Melissa fala sobre a importância da escola para o “futuro”; a seleção lexical dessa palavra é recorrente nas respostas das mães e dos/das estudantes sobre o papel da escola. Barton, Hamilton e Ivanic (2000, p.11) dizem que a escola tende a apoiar práticas dominantes de letramento e que os letramentos vernáculos “que existem na vida cotidiana das pessoas” são menos visíveis e menos apoiados. Em um trecho de sua entrevista, Rosa diz que sonha em fazer uma faculdade de gastronomia para preparar marmitas para vender; quando perguntei a ela se acreditava que ter a formação era realmente necessário, ela respondeu:

Ah, eu vejo lá na internet, a maioria tá lá. Olha só eu vou vender o meu peixe “Sou Rosa e tal” aí mostro a minha cozinha assiadinha e as pessoas vendo e tal, faz a comida aí a Rosana vai lá e mostra a dela, a Rosana tem curso de gastronomia, faz comida e num sei mais o quê. A Rosa fez a sétima série, quem vai me querer? As mulheres que têm dinheiro vai querer a mulher QUALIFICADA, eu não. (Rosa)

Assim como relata Rosa, as representações das mães sobre a importância da escola indicam que a formação escolar é essencial para o mercado de trabalho e para o futuro dos filhos. No trecho “vai querer a mulher QUALIFICADA, eu não”, há um pressuposto de que as pessoas que não frequentaram espaços formais de educação não seriam qualificadas. O relato de Rosa explicita a representação das mães no que diz respeito à escola como espaço de poder; sem dúvida, essa representação das mães influencia também a representação dos próprios estudantes sobre a relevância da escola para suas vidas.

Por entenderem a escola como possibilidade de futuro, de mudança social, de poder, as mães dos(as) estudantes que participaram desta pesquisa expressaram, em suas entrevistas, que resistiram às adversidades de variadas maneiras para que os(as) filhos(as) permanecessem no ambiente escolar. Os esforços das mães, somados à crença na aprendizagem dos filhos, ilustram a resistência dessas famílias e a contribuição dessa luta para os letramentos dos/das estudantes com deficiência intelectual.

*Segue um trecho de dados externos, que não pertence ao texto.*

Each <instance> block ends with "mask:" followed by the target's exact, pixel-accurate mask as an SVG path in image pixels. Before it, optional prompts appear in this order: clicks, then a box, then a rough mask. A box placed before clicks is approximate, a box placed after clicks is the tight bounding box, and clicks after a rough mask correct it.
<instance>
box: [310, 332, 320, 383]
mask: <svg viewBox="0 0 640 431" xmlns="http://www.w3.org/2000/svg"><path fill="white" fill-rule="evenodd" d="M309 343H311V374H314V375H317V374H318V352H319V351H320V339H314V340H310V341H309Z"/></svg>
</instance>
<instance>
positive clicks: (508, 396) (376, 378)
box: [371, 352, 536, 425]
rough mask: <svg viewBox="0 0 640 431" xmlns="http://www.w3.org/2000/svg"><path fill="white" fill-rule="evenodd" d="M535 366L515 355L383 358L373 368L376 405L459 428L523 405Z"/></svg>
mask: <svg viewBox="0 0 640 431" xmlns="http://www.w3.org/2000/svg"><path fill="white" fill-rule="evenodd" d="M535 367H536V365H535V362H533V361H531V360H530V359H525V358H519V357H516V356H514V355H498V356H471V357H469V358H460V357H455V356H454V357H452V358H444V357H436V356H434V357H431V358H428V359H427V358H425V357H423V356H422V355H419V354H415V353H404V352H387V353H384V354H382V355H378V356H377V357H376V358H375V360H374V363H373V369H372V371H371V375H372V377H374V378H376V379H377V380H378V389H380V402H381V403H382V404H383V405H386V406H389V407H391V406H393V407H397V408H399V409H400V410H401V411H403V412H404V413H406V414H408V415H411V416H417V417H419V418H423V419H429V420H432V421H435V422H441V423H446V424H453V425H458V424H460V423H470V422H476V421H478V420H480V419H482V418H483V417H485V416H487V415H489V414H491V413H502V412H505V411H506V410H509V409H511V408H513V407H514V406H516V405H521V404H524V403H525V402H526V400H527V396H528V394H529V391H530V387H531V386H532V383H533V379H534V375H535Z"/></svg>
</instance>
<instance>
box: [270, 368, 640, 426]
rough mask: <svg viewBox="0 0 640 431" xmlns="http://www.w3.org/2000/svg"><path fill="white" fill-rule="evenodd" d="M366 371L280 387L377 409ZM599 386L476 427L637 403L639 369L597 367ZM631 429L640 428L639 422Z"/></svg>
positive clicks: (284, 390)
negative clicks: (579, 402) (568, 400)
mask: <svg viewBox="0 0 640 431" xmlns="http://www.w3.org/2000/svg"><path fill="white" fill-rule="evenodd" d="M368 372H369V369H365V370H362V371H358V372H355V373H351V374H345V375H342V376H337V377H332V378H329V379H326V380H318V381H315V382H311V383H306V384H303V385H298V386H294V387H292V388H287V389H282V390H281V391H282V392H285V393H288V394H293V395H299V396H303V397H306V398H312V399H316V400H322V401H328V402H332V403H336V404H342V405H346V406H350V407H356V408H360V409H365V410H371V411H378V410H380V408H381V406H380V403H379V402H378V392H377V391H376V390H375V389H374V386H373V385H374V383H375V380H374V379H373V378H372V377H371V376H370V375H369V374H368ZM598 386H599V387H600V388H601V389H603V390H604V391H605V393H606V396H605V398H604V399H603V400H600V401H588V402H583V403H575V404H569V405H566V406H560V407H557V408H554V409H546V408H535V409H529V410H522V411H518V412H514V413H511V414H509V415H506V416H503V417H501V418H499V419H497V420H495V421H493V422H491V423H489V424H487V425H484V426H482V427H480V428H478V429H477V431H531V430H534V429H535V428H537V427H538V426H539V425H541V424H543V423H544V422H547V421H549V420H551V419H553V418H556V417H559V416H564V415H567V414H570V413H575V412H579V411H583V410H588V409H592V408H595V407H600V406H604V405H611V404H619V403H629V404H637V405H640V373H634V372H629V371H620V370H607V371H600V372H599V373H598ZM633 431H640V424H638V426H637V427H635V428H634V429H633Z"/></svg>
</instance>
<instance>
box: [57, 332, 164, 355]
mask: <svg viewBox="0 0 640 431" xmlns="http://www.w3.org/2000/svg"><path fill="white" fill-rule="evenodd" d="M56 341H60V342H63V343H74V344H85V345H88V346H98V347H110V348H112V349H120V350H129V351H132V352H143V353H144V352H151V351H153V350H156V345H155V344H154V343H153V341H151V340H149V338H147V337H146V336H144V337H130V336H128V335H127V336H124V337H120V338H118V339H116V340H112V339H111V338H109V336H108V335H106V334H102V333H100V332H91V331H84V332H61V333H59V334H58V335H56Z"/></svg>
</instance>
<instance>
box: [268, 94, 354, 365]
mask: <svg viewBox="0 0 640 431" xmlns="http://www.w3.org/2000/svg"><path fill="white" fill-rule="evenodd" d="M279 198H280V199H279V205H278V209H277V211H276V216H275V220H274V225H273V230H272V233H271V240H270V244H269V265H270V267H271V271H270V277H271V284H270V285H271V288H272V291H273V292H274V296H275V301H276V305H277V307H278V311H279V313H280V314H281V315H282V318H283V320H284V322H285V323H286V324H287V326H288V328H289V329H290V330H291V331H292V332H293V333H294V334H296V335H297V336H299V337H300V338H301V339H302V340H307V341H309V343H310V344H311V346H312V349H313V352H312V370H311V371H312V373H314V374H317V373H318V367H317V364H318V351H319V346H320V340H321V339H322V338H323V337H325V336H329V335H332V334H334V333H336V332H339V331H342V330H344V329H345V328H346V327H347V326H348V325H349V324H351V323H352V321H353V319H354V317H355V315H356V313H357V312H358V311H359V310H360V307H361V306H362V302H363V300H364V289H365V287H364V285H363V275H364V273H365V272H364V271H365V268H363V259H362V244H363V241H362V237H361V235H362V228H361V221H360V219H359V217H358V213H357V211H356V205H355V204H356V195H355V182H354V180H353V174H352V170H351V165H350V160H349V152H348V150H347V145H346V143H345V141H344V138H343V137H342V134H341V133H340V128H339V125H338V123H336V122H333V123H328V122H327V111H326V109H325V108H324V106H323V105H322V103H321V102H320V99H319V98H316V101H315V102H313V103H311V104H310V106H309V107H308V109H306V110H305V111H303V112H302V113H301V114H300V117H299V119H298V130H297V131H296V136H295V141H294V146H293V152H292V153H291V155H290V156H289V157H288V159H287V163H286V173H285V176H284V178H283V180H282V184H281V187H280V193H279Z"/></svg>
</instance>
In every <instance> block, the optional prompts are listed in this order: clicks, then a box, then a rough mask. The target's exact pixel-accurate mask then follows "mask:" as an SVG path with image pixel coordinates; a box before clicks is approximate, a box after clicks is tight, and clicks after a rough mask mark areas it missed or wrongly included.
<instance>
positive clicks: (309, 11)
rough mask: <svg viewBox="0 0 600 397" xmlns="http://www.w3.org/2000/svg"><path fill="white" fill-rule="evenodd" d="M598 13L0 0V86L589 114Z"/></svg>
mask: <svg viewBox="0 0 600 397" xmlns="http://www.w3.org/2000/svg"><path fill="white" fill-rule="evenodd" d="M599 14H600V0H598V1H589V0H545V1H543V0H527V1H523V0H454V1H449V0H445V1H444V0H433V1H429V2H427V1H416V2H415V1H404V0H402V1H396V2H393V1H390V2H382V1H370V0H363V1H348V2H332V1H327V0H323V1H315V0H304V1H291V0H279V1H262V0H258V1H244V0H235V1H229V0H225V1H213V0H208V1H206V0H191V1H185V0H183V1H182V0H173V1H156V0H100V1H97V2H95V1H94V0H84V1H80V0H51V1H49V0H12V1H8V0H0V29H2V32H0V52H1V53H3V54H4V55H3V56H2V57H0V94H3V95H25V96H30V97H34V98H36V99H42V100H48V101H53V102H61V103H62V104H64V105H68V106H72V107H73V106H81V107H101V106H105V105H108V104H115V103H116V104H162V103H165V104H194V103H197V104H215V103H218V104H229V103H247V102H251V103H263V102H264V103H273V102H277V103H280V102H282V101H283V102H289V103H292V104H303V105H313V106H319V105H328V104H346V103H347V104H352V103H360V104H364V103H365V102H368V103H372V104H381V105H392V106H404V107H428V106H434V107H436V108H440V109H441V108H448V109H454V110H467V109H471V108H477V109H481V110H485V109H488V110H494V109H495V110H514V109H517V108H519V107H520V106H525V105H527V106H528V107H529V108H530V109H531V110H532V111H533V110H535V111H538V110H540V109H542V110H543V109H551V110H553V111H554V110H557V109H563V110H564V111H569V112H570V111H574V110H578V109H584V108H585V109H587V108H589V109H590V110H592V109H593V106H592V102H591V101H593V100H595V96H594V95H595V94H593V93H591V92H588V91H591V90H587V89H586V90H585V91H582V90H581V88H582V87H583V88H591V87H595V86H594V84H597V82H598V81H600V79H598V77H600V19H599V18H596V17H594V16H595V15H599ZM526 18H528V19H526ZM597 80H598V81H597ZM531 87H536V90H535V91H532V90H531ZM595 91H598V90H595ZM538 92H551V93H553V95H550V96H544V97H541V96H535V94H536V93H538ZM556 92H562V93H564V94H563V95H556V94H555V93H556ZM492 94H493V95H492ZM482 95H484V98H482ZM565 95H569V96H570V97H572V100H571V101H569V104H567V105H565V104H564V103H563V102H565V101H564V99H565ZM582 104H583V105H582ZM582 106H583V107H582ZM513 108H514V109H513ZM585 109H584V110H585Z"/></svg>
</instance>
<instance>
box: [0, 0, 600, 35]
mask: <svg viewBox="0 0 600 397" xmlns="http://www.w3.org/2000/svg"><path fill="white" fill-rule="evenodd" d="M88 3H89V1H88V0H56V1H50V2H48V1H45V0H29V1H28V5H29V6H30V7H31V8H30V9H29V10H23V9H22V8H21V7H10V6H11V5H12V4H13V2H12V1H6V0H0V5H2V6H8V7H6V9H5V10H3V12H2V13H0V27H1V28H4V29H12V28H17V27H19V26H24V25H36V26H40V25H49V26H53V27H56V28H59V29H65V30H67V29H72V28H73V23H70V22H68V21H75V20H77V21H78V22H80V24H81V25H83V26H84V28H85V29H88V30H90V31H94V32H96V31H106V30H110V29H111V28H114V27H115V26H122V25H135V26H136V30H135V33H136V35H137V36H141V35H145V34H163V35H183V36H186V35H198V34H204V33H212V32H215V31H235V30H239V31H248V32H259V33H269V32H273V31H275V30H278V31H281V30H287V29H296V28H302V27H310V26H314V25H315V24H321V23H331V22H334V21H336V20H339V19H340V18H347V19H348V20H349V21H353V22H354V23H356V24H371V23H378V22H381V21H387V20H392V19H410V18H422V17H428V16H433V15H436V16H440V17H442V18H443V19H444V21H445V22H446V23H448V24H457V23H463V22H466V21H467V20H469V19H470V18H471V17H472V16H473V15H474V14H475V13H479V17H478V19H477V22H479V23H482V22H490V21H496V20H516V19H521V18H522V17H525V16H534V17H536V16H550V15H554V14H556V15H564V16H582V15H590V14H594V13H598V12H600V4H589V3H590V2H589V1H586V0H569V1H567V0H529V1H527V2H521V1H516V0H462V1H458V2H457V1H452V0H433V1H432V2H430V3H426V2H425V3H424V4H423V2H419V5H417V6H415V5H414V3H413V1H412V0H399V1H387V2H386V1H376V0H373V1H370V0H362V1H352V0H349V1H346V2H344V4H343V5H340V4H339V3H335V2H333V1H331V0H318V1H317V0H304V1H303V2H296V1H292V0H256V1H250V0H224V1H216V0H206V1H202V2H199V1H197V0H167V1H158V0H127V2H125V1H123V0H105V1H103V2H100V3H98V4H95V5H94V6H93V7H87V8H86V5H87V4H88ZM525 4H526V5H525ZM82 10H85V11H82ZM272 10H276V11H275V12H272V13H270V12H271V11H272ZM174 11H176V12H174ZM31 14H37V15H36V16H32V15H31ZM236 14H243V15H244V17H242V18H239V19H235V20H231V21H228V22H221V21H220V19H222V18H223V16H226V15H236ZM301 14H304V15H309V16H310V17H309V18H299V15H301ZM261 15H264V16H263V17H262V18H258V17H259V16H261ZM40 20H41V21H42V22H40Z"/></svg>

Pesquisadora (13): E quando ela disse, assim, que seria muito difícil ela aprender a ler, o que a senhora sentiu nesse momento?

Rosa(14): Hum, eu falei que hum/ “-conversa dessa mulher-47, minha filha não é BURRA, -pois ela vai aprender-”

Se, por um lado, a crença das mães na possibilidade de aprendizagem dos(as) seus(uas) filhos (as) é uma recorrência nas entrevistas das famílias, por outro, é preciso questionar as representações escolares sobre as pessoas com deficiência intelectual para que as relações assimétricas de poder, que tanto influenciam os letramentos, sejam menos recorrentes. No próximo tópico, discutirei os letramentos e as relações sociais do ambiente escolar.